Directed Social Regard: Surfacing Targeted Advocacy, Opposition, Aid, Harms, and Victimization in Online Media
Directed Social Regard detects span-level sentiment targets and scores multiple pro-social and anti-social dimensions per message, revealing co-occurring sentiments that single-dimension approaches miss.
Excerpt
The language in online platforms, influence operations, and political rhetoric frequently directs a mix of pro-social sentiment (e.g., advocacy, helpfulness, compassion) and anti-social sentiment (e.g., threats, opposition, blame) at different topics, all in the same message. While many natural language processing (NLP) tools classify or score a text's overall sentiment as positive, neutral, or negative, these tools cannot report that positive and negative sentiments coexist, and they cannot report the target of those sentiments.

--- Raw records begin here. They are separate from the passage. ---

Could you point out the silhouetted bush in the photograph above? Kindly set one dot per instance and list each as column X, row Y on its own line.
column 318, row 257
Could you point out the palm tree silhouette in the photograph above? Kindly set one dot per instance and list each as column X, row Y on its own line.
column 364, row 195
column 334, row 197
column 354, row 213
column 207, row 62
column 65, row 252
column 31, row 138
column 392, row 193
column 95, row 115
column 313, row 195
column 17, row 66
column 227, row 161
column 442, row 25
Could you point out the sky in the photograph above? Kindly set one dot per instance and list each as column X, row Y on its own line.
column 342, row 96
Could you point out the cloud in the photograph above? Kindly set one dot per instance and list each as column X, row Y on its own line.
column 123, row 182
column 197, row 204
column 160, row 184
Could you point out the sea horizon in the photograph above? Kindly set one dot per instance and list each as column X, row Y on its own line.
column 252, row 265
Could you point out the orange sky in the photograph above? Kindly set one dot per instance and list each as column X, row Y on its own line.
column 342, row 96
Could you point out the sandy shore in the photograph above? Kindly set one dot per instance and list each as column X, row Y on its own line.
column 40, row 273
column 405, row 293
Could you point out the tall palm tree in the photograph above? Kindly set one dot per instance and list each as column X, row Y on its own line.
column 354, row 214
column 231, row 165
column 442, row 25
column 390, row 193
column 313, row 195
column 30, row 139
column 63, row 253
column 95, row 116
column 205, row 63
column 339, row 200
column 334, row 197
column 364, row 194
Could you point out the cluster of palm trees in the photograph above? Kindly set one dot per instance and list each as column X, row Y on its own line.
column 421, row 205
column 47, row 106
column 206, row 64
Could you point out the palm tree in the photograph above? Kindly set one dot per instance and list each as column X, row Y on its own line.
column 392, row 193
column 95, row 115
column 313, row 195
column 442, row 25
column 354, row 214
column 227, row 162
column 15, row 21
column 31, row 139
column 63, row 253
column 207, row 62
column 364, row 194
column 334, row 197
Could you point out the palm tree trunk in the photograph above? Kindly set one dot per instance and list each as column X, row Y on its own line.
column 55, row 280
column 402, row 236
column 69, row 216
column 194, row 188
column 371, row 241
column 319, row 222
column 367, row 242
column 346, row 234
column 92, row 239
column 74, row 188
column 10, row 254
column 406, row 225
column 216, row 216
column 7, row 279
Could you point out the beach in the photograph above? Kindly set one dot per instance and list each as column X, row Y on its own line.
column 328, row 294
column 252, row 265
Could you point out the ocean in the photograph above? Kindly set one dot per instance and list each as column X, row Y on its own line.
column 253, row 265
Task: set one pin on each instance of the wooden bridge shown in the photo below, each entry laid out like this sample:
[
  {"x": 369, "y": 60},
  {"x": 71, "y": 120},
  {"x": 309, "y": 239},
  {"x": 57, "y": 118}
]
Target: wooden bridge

This paper presents the Directed Social Regard (DSR) approach to multi-dimensional, multi-valence sentiment analysis, comprised of a pair of transformer-based models that (1) detects span-level targets of sentiment in a message and then (2) scores all spans within the message context along three (-1, 1) axes of regard that are motivated by social science theories of moral disengagement and moral framing. We present a data collection and annotation strategy for DSR dataset construction, a transformer-based architecture for span-level scoring, and a validation study with promising results. We apply the validated DSR model on six third-party datasets of online media and report meaningful correlations between DSR outputs and the labels and topics in these pre-existing social science datasets.